Investors are shelling out big bucks for plant-based food products, with nearly $16 billion pouring into the space over the last 10 years. Despite all this investment, two companies have been hogging the plant-based protein spotlight lately. Impossible Foods alone has raised $750 million, including a recent $300 million round, while Beyond Meat’s IPO raised $240 million for the company in a blockbuster debut that saw the company’s valuation soar over $10 billion.

SBP has also snagged a share of that cash, raising a $33 million Series A lin February 2019 led by 1955 Capital with participation from Breakthrough Energy Ventures, Archer Daniels Midland’s investment arm ADM Ventures, Danone Manifesto Ventures, Lauder Partners, and the Liebelson family office. NASA, the National Science Foundation, the National Park Service, the EPA, and the USDA have also provided financial and in-kind support to the company.

Rawal may be mum about which products the company will launch, but with two corporate venture capital entities in the line-up, one can’t help but wonder whether SBP is eyeing a B2B route to market.

“We are looking at both consumer-facing and B2B channels, but what I am trying very hard to do is to make sure that we don’t rush to get a short-term win,” she explains. “We have to think through all of the implications in a longer-term strategy and how the different channels may impact that.”

Joining SBP only two weeks ago, Karuna boasts 25 years of marketing expertise in consumer brands, retail, and innovation, and was the Lead Strategist behind Proctor & Gamble’s #LikeAGirl campaign, making her a hot commodity in the marketing world.

Most startups seem to share a desire to be the first to market with a new, disruptive product, but in some instances being a challenger or “me too” isn’t always a bad thing.

“There are advantages to being first to market, but everyone is watching your missteps. We have the benefit of learning from the things that they maybe could have done differently while they were still learning,” Rawal says. “At the same time, Beyond Meat and Impossible Foods opened the door and did a lot of consumer education that we would have had to do.”

The broad range of routes-to-market may be a good sign for startups vying to get their real estate in the plant-based space. Beyond Meat has largely focused on getting packaged products into supermarkets, while Impossible Foods has targeted restaurant partners like Burger King.

That’s assuming that the plant-based industry maintains its momentum — which may not be as inevitable as some hope — and expands into other segments.

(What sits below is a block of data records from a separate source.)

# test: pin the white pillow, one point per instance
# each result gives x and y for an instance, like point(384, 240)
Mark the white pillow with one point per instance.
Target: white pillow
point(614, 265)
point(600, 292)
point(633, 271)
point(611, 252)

So far, plant-based startups have mainly managed to replace ground beef, which may be the fodder of countless popular dishes but that leaves poultry, pork, and seafood largely in the lurch. Chipotle recently announced that it has no plans to add plant-based meat describing the offerings as too processed for its fresh-focused platform.

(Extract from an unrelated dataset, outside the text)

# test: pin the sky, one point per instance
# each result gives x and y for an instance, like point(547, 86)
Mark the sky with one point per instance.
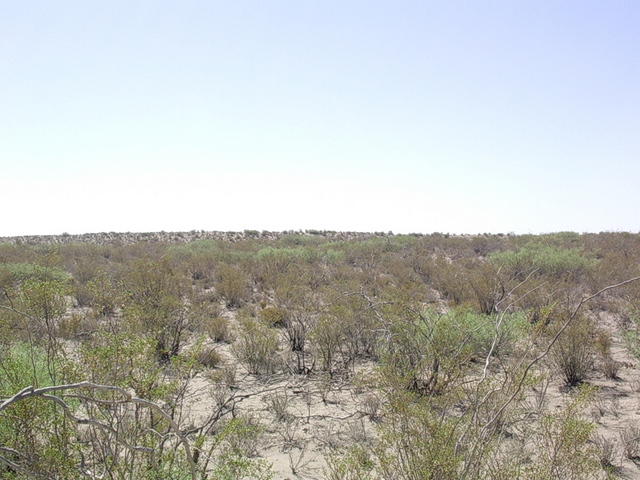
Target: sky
point(406, 116)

And there’s the fact that only 5% of the US population is vegetarian and only 3% is vegan. One of the main marketing platforms for plant-based meat alternatives is that livestock production is one of the primary contributors to climate change (we dug into the often mischaracterized stats here) and that consumers need to eat far less meat in order to save the planet.

When it comes to describing SBP’s target consumer, Rawal’s marketing chops shine. 

“We aren’t necessarily trying to convince meat-eaters to go meatless. I’ve been in the food business a long time and I’ve learned over and over that you can take a position like Impossible Foods, but you can also sometimes have a broader impact if you focus on helping people to make small steps and changes.”

Startups hoping to venture into the plant-based protein Superbowl have a lot of big decisions to make when it comes to making their debut and their route to market. 

For SBP, nothing is off the table at the moment. 

“You may see it in more than one category. We are now looking at the road to commercialization and figuring out where the white spaces are,” Rawal says. “Do you go where the big guns have already gone, or do you carve out something unique?”